A new port at Dugarajapatnam in Andhra Pradesh was another thorn in the relations between the ruling Telugu Desam Party (TDP) in the State and the Bharatiya Janata Party-led NDA government at the Centre.

The port project – the second Central-government-run major port if developed – finds a mention in the Andhra Pradesh Re-Organisation Act 2014, approved by Parliament.

Original plan

The planned port was to be designed for a loading capacity of 150.40 million tonnes (mt) of cargo entailing an investment of ₹17,615 crore, according to an initial feasibility study by RITES. It was to be built in two phases with the first phase designed to handle 34.76 mt with an investment of ₹6,091 crore.

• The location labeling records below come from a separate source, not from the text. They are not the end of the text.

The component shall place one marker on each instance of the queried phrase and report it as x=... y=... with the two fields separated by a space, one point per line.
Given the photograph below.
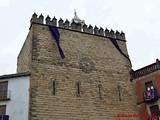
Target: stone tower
x=91 y=80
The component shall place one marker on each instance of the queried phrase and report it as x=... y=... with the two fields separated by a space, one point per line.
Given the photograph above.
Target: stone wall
x=90 y=60
x=24 y=57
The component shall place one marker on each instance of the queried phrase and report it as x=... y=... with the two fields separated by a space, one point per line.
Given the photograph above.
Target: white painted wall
x=18 y=106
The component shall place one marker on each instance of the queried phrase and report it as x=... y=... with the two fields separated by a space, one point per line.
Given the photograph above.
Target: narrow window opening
x=54 y=88
x=2 y=109
x=149 y=85
x=78 y=89
x=119 y=93
x=155 y=110
x=99 y=91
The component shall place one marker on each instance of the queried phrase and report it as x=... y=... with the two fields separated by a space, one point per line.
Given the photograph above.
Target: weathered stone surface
x=104 y=66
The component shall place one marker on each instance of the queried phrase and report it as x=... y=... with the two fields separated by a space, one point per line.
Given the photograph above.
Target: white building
x=14 y=96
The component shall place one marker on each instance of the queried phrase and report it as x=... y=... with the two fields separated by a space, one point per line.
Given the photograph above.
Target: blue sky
x=138 y=19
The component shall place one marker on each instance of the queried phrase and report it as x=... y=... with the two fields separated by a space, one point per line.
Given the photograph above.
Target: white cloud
x=4 y=3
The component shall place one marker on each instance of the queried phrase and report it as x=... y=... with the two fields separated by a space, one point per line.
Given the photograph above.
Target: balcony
x=5 y=95
x=150 y=95
x=145 y=70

While various preparatory works relating to the project were under way, a major change in the State government’s stand forced the Shipping Ministry to rework the basic structure of the project.

The decision to set up a major Port at Dugarajapatnam was based on the commitment given by the Andhra Pradesh government to fund the cost of land, rehabilitation and resettlement (R&R) and external infrastructure.

Out of the total requirement of 3,650 acres of land for the port project, the component of government land is 391.96 acres. The Andhra Pradesh government was to hand over 391.96 acres to the Port Authority and meet the cost of the balance land acquisition, R&R and external infrastructure.

State changes stand

However, the State government subsequently conveyed that they were not in a position, due to budget deficit, to allot funds for the cost of land acquisition, R&R and external infrastructure and said it could only provide government land required for the project.

“As a result of the inability of the Andhra Pradesh government to fulfil its commitment, the project economics underwent a change and upset the basic premise on which it was included in the AP Re-Organisation Act,” a Shipping Ministry official said.

Meanwhile, the Shipping Ministry floated a proposal seeking government grant of ₹1,241 crore to meet the land cost, R&R and external infrastructure costs. In addition, a viability gap funding (VGF) of ₹3,542 crore was sought for making the project viable.

Following this, the Prime Minister’s Office (PMO) asked NITI Aayog to examine ways and means to reduce VGF, according to a Shipping Ministry official.

In turn, the NITI Aayog suggested a restructuring of the project to reduce the VGF component and directed the Shipping Ministry to undertake a fresh feasibility report on the new port after factoring in land acquisition and associated costs.

‘Project not viable’

RITES, which undertook a revised feasibility study, concluded that the project was neither technically feasible nor economically/commercially viable.

“A decision has not yet been taken on what to do with the project,” a spokesman for the Shipping Ministry said.